Visual Look Up is successful in identifying a very wide range of Western paintings, and seldom reports that it can’t identify a painting. It does make the occasional mistake, which gives us a glimpse into the mechanism it uses for recognition. For instance, the only error it has made here so far was misidentifying Pissarro’s Setting Sun and Fog, Éragny (1891).

Camille Pissarro, Setting Sun and Fog, Éragny (1891), oil on canvas, 54 x 65 cm, Private collection. WikiArt.
Camille Pissarro (1830–1903), Setting Sun and Fog, Éragny (1891), oil on canvas, 54 x 65 cm, Private collection. WikiArt.

Visual Look Up told me that was Akseli Gallen-Kallela’s Landscape in Kuhmo (1890), an error no human would make. This reflects the fact that the mechanism used here doesn’t resemble that of human vision.

gallenkallelakuhmo
Akseli Gallen-Kallela (1865–1931), Landscape in Kuhmo (1890), oil on canvas, 14 x 31 cm, Gösta Serlachiuksen taidesäätiö, Mänttä-Vilppula, Finland. Wikimedia Commons.

From my initial exploration, Visual Look Up is dependent on multiple internet connections to several different Apple servers. Much of the work is performed by VisionKit and VisualSearch. These initially analyse the image and determine which type it is. If it’s a painting, they then calculate what Apple terms a Neural Hash, a near-unique signature which is largely independent of colour balance, resolution, even cropping within limits. That Neural Hash is then looked up online in Apple’s dictionary to find the nearest match, for which details are then fetched from Apple’s servers.

Confusion between the Pissarro and Gallen-Kallela paintings above resulted from a ‘collision’, in which their Neural Hashes are sufficiently similar to result in misidentification, one of the reasons that Apple was dissuaded from using this technique to detect CSAM. When it’s relatively unimportant, errors like this are tolerable.

Currently for paintings, Visual Look Up appears remarkably accurate, with vast coverage, far greater that you’d expect any single human to be capable of.

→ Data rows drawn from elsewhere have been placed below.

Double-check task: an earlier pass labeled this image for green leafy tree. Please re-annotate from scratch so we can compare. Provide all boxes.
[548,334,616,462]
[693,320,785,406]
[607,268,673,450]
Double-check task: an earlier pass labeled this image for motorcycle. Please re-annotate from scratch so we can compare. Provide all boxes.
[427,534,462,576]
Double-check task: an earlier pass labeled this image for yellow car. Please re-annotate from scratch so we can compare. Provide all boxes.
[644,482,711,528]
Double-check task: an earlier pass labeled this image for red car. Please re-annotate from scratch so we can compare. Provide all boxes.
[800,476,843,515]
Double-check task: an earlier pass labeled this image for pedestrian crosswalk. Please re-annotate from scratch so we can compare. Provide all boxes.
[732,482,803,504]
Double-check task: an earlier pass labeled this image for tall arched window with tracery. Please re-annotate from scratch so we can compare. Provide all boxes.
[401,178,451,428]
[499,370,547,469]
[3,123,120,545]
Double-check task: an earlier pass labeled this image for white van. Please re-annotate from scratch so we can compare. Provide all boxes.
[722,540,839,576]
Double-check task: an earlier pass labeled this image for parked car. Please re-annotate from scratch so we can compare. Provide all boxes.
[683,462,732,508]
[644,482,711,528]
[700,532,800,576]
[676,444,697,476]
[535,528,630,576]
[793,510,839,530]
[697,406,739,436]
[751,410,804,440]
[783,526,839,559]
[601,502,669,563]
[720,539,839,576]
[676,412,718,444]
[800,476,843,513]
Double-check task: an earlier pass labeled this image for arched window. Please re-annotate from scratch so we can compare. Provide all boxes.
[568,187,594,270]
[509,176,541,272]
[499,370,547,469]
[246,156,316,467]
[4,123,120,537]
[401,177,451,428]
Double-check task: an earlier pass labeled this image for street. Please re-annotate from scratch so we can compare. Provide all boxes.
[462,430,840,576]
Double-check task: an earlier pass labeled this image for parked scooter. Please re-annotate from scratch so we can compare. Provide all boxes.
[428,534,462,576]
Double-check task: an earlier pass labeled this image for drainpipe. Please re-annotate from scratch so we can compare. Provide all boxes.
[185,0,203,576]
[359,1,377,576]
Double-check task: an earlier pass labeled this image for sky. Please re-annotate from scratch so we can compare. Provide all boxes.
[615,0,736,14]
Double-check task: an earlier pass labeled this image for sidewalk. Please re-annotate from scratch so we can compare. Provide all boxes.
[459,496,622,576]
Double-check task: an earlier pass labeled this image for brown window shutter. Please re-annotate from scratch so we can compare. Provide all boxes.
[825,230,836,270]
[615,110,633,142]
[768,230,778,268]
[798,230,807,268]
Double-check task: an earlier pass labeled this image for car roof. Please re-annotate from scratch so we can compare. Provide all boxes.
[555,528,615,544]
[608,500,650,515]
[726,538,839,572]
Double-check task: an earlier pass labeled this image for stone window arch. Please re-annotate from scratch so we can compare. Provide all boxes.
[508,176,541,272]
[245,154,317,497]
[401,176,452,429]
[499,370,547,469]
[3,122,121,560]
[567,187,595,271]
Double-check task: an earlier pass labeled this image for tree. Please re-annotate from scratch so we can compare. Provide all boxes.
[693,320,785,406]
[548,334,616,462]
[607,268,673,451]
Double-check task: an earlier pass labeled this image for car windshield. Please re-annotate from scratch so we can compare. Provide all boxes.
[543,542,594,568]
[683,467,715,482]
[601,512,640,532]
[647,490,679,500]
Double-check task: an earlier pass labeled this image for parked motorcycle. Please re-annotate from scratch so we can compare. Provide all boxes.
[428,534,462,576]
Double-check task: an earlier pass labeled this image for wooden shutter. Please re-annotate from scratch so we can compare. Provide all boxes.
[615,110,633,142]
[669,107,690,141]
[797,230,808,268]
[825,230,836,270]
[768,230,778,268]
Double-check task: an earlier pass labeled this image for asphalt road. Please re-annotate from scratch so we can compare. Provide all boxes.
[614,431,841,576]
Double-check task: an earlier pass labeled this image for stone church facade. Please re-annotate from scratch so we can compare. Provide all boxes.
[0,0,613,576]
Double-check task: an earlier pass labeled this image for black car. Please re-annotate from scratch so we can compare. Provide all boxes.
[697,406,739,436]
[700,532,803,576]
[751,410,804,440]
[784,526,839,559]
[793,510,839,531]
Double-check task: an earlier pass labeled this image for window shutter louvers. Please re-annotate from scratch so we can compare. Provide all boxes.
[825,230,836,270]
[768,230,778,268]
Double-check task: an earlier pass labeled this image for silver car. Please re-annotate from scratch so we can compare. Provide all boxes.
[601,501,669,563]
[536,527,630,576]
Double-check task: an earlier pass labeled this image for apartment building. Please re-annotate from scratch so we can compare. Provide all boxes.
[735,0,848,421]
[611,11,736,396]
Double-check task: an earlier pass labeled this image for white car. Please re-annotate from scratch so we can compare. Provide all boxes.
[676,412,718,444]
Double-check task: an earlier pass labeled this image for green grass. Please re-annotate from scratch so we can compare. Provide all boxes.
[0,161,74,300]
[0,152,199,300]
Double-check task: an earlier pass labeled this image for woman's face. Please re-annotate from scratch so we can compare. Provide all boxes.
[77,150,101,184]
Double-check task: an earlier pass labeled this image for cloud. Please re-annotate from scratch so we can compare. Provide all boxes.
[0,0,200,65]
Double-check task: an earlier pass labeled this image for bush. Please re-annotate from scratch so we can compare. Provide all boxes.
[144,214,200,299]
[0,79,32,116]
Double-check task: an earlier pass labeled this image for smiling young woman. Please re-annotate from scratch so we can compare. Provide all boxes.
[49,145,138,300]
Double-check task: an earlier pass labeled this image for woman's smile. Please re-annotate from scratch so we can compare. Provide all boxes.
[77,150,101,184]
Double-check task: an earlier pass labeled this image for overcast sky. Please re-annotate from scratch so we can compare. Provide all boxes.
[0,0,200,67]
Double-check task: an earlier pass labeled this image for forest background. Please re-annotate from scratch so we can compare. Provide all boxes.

However, as implemented it has two significant shortcomings.

The first is in the data that it links to. Look up most Turners in the Tate, for example, and Look Up doesn’t link to their pages on the Tate Gallery site, but in many cases to commercial vendors of replicas, whose information about these works is often limited and unhelpful, sometimes incorrect. The information given doesn’t appear to have been structured by an art expert either: media and location are rarely given, and the only dimension provided is the height of the painting in feet. Hopefully Apple will improve these in the future, and make Visual Look Up the uniquely powerful tool that it should be.

The sad thing for me, though, is that I’ll never be able to get away with spoofs like this again. Visual Look Up gets the artist right every time, and all but one of the paintings identified correctly.